On 9/14/14, Gergo Tisza gtisza@wikimedia.org wrote:
Hi,
I would like to flag a large number of wiki pages based on whether their HTML passes a certain test, so that failing pages can be easily listed and counted. The flags should adapt when pages are created or modified. (The specific use case is collecting file pages which do not have machine-readable author and license information embedded.)
I have been thinking of adding such pages to a maintenance category from a parser hook (the test logic is already part of the imageinfo/extmetadata API and would be easy to reuse), is that a good way to do this? If so, what's the best way to achieve it? Is it OK to just add categories as needed via $parser->getOutput()->addCategory() or can that mess up internal state such as the categorylinks table?
Alternatively, the Cite extension just parses and appends a message to the end of the text on ParserBeforeTidy when it encounters an error, and the message contains wikitext to include a category. That seems like a clever way of maintaining flexibility so it is easy to change the category name or add extra text for a call to action without any need for a code change. Is that approach safe/cheap?
thanks Gergő _______________________________________________ Wikitech-l mailing list Wikitech-l@lists.wikimedia.org https://lists.wikimedia.org/mailman/listinfo/wikitech-l
There's two ways that this is usually done, either page_props table, or tracking categories. Provided the hook you use runs before linksupdate (which is any hook in the parser), you should be fine in adding such things.
To add a page property, you would do something like $parser->getOutput()->setProperty( 'prop name', 'optionally some extra arbitrary data' );
Pages can be found via Special:PagesWithProp or direct db query.

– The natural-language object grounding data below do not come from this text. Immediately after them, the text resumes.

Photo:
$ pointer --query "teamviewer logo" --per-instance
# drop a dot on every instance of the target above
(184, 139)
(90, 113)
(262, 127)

To add a tracking category: $parser->addTrackingCategory( 'tracking cat name' );
You also have to define a message for the tracking category name and a description message, add it to $wgTrackingCategories. See the code docs for Parser::addTrackingCategory and $wgTrackingCategories.
Generally page props are used for obscure things that a user is unlikely to care about or cases where you need special cache invalidation behaviour on change (there's special support for that with $wgPagePropLinkInvalidations), where tracking categories are more properties the user is interested in. Its possible to also make the tracking category by off by default until users turn it "on" by editing a mediawiki namespace page by making the category name defualt to '-'.
In the use case you describe I think tracking category is more suited.
--bawolff